El viajante, mientras hablaba, estaba liando un pitillo de la petaca del viajero.

—En cuanto que uno se duerme en las pajas ya le están haciendo la cusca. -As soon as one falls asleep in the straws they are already doing the cusca to him. Pero eso no viene mal, así se va uno espabilando. But that's not a bad thing, that's the way to get a better idea of what's going on.

El viajante chupa del pitillo y ladea la cabeza. El otro viajante dobló ya su periódico y mira en silencio.

—Porque España es un pueblo muy inculto, aquí no hay cultura, hay mucho analfabeto. Yo, aquí donde usted me ve, tengo tres años del bachiller. Pero no me quejo; voy viviendo, y con eso ya me conformo. Ya me haré rico alguna vez si puedo, y si no, pues mire..., ¡de tal día en un año! Ahora procuro hacer vida sana y tomar bien el aire, ya sabe usted lo que se decía antiguamente: para tener la mente sana hay que tener el cuerpo sano. Yo me eduqué en los salesianos; algunos compañeros míos son ahora médicos o aparejadores y viven como príncipes. No los trato porque no me da la gana; cuando los salude quiero ser tanto como ellos y tener mi casa como Dios manda, yo soy muy orgulloso.

—Es verdad.

—Pues claro que sí, una gran verdad. De los mismos materiales nos han hecho a todos.

El viajante, después de su confesión, pregunta al viajero, como quien no quiere la cosa:

—¿Y usted?

—Pues yo, ¡ya ve!

—Cuando me dijeron que había un señor nuevo, pensé si sería de la fiscalía.

—Pues no, gracias a Dios no soy de la fiscalía.

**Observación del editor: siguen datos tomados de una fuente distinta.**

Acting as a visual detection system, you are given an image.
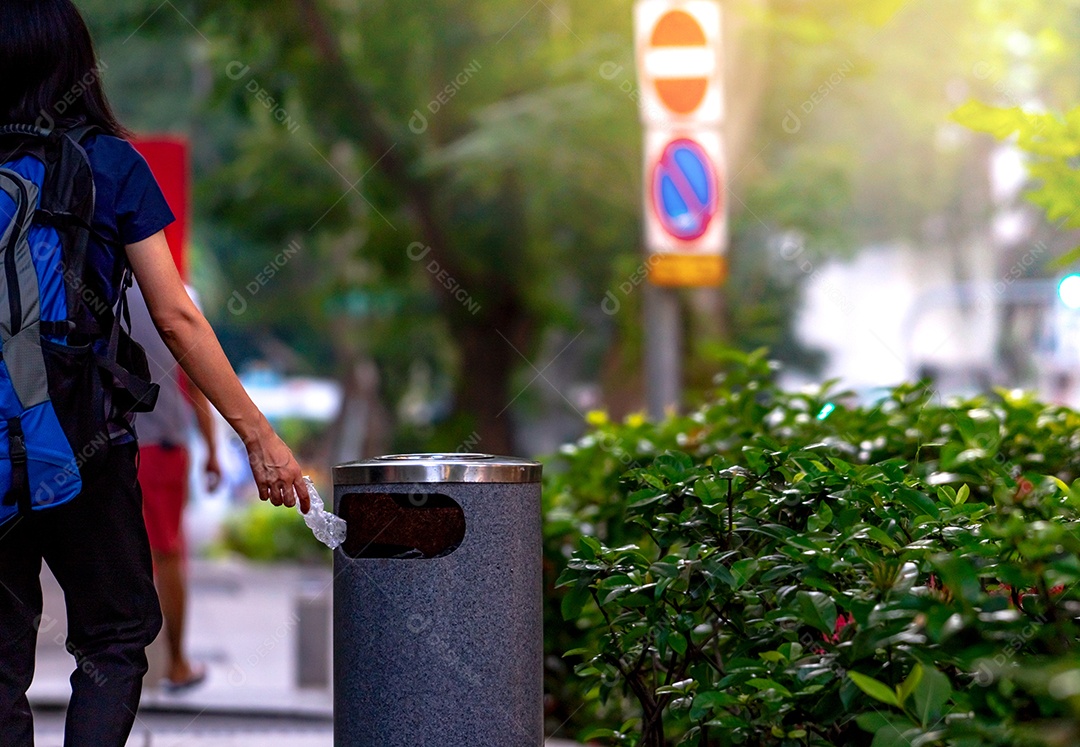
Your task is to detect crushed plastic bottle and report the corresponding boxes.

El viajante está algo desorientado.

—Porque viajante no será, vamos, digo yo. Nos hubiéramos encontrado en otras partes.

—Claro.

Asoma la posadera con unos plátanos de postre y una taza de café, y el viajero le pregunta por un guía que lo lleve a través de las Tetas de Viana, por cualquier mozo que sepa el camino y ponga una caballería para cargar el equipaje. La posadera piensa un momento.

—¡Como no quiera llevarse a mi Quico!

—¿Quién es su Quico?

—Mi hijo mayor; tiene ya dieciocho años.

Después de llegar a un acuerdo con la posadera, el viajero se va a dormir. Con él sube Martín, las dos camas están en la misma alcoba.

—¿Adonde va a ir usted?

—Pues no lo sé fijo. A lo mejor voy a Budia, a lo mejor a Pareja.

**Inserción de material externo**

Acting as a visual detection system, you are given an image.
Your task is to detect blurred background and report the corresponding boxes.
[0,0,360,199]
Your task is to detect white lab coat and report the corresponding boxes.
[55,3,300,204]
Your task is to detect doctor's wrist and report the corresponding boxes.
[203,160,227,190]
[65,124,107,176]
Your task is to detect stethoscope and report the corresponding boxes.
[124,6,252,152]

Ya en la cama y con la luz apagada, el viajante pregunta:

—¿Y le es igual ir a un sitio que a otro?

—Pues, la verdad, sí. ¿Qué más me da?

Al cabo de un rato, después de dar la última vuelta antes de cerrar los ojos, el viajante vuelve a preguntar:

—Oiga usted, perdone la curiosidad, ¿usted cuando come huevos fritos toma siempre cinco?

El viajero no contesta, hace que está dormido. Fuera, en medio de un silencio impresionante, ruge, monótona, la cascada del Cifuentes.